青年会も、会員相互の啓発、親睦のために発足したんだ。

青年会では、どんな取り組みをされたんですか。

林さん まずは、月1回若いもんで集まって講師をお招きして勉強会を開いたり、売り出しのイベント企画、ゴルフ会もあった。青年会主催で「いかなごの釘煮教室」や、「鯛の目方当てコンテスト」「ギネスに挑戦。200メートル巻き寿司」なんてこともして集客イベントを数多く手がけた。

工夫を凝らした面白い取り組みをされていたんですね。

林さん そういえば、市民会館中ホールで、淡路に居住していた作家の灰谷健治郎の講演会を開いたりもした。講演料をお渡ししようとしたら、灰谷さんが講演料はいらないって言ってくれたもんだから、灰谷健治郎全集を買って図書館に寄贈したりもしたな。

灰谷さん!いいお話ですね~。

林さん
みんなで一緒に汗を流して、自分たちで一から作りあげたイベントを運営し、やり遂げる醍醐味があったが、その頃の青年会のメンバーが今の理事会のメンバーになり、今は、青年会を継ぐ若い世代がいないのが現状。ほとんどイベント企画運営も業者に任せる時代になり、商店街の会員同士の付き合いも減ったように思う。今は今のやり方があるだろう。

今、「うおんたな」に思うことは何ですか。

林さん
いつまでも「うおんたな」は、「うおんたな」であり続けて欲しい。昔の人が「うおんたな」の名に値打ちを付けてくれた。昔は良かったというのは容易。「うおんたな」を時代に合う形で高めていく努力ができたらと。

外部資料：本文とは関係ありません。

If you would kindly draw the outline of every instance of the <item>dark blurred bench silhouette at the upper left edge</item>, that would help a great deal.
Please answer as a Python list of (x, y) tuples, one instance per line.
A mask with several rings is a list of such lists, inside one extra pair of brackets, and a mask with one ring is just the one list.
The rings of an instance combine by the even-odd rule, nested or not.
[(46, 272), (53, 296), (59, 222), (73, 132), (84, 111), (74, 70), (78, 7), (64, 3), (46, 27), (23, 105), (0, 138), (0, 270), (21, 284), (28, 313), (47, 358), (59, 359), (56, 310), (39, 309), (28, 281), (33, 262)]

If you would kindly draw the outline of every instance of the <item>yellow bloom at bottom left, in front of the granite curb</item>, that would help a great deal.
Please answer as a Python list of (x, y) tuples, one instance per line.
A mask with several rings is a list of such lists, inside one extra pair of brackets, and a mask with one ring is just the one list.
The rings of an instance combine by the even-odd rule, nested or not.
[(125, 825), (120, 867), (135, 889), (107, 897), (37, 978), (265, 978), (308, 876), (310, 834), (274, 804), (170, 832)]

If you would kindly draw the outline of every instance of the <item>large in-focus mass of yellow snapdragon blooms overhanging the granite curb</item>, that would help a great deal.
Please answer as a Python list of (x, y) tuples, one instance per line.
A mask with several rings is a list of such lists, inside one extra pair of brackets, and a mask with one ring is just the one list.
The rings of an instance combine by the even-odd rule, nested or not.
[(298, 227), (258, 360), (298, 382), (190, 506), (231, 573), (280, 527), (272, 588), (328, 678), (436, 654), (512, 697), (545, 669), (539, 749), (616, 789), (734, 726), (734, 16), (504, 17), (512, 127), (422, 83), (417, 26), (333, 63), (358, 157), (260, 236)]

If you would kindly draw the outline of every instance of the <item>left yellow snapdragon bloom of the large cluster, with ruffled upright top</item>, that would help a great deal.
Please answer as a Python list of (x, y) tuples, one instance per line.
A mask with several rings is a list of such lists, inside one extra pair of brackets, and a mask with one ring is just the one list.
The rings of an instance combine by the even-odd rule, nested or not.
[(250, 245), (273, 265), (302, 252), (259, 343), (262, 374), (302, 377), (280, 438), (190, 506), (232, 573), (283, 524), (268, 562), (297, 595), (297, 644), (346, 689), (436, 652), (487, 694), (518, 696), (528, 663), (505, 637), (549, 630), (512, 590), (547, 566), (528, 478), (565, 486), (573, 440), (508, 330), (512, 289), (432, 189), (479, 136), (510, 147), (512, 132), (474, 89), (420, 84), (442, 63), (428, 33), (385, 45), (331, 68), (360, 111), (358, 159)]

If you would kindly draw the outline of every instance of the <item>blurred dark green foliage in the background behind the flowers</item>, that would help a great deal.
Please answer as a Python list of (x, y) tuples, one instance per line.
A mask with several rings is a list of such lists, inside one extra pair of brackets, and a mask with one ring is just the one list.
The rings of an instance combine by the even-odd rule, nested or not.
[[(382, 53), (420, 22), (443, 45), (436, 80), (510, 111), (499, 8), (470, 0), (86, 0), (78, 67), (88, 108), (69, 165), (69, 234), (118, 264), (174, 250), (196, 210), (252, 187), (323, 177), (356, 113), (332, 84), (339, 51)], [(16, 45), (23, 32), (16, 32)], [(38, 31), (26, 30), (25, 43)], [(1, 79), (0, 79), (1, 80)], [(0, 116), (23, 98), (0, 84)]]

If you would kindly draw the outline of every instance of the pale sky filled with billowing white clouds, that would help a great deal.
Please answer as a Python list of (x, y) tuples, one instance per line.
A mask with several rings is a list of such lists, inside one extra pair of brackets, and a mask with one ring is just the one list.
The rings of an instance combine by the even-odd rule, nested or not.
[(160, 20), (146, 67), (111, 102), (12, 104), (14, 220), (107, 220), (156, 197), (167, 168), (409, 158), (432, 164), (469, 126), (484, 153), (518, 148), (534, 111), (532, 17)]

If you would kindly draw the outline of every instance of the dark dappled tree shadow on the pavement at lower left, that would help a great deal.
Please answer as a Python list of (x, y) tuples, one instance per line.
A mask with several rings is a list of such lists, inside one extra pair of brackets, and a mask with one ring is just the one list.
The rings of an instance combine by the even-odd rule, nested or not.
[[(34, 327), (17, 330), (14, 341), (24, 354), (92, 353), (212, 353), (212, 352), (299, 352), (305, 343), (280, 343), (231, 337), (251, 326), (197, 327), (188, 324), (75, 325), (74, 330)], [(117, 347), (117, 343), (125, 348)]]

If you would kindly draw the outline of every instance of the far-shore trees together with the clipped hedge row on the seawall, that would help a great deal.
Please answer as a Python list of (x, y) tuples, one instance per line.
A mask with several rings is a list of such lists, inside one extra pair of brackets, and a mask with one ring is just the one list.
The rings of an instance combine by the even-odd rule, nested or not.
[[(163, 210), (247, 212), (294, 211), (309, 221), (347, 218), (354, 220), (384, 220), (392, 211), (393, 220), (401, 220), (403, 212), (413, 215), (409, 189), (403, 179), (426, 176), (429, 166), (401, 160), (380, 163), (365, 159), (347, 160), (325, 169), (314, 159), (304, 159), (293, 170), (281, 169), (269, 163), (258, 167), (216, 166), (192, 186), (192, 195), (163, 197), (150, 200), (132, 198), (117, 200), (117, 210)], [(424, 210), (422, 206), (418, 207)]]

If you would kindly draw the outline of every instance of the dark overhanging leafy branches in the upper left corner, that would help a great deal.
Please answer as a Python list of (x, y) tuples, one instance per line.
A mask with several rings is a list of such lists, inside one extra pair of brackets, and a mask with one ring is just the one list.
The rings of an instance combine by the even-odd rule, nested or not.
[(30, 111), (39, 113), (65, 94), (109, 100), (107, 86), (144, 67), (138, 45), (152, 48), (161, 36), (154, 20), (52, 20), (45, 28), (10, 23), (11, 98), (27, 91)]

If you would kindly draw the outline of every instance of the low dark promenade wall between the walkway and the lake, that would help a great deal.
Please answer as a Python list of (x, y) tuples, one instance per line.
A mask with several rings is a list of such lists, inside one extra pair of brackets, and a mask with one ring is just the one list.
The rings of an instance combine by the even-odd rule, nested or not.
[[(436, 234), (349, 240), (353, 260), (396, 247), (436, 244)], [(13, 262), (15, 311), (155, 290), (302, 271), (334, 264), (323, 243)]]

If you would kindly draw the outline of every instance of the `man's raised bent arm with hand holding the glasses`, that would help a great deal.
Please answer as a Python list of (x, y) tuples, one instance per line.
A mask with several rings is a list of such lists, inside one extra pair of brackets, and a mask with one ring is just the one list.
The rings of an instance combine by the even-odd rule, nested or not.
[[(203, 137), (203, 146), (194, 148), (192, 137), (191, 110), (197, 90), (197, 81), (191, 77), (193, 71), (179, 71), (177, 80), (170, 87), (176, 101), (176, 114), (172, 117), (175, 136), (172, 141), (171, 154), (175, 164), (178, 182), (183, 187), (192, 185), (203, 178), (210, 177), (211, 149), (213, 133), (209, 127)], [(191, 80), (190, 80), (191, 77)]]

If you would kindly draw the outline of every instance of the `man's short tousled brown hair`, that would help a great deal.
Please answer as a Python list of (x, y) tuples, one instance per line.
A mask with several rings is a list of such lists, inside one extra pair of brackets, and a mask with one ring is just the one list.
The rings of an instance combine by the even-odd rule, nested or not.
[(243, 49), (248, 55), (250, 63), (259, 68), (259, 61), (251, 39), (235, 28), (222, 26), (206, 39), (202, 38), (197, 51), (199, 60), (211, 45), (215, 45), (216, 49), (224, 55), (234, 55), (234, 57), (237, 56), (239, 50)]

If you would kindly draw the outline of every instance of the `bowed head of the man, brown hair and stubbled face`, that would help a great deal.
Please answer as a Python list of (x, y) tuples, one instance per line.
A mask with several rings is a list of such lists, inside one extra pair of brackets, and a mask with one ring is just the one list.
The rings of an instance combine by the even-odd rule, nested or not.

次の世代が先導して「うおんたな」を盛り上げて欲しいと願うよ。

明石生まれの私にとって、「うおんたな」は両親とよくおとずれた思い出深い商店街。ピチピチの生きた蛸を買ってきては、母が塩でしめて蛸料理を作ってくれました。昨年の大晦日にも家族で買い出しに来ましたが、人で溢れかえって歩けないほどの賑わいでした。正月の準備に人々が押しかけるのは、スーパーではなく、明石の新鮮な「前もの」の魚が手に入る「うおんたな」だからこそ。
400年を経た今も、市民に愛される「うおんたな」。いつまでも「うおんたな」が「うおんたな」であって欲しい。ファンの一人として切に思いました。林さん、貴重なお話をありがとうございました。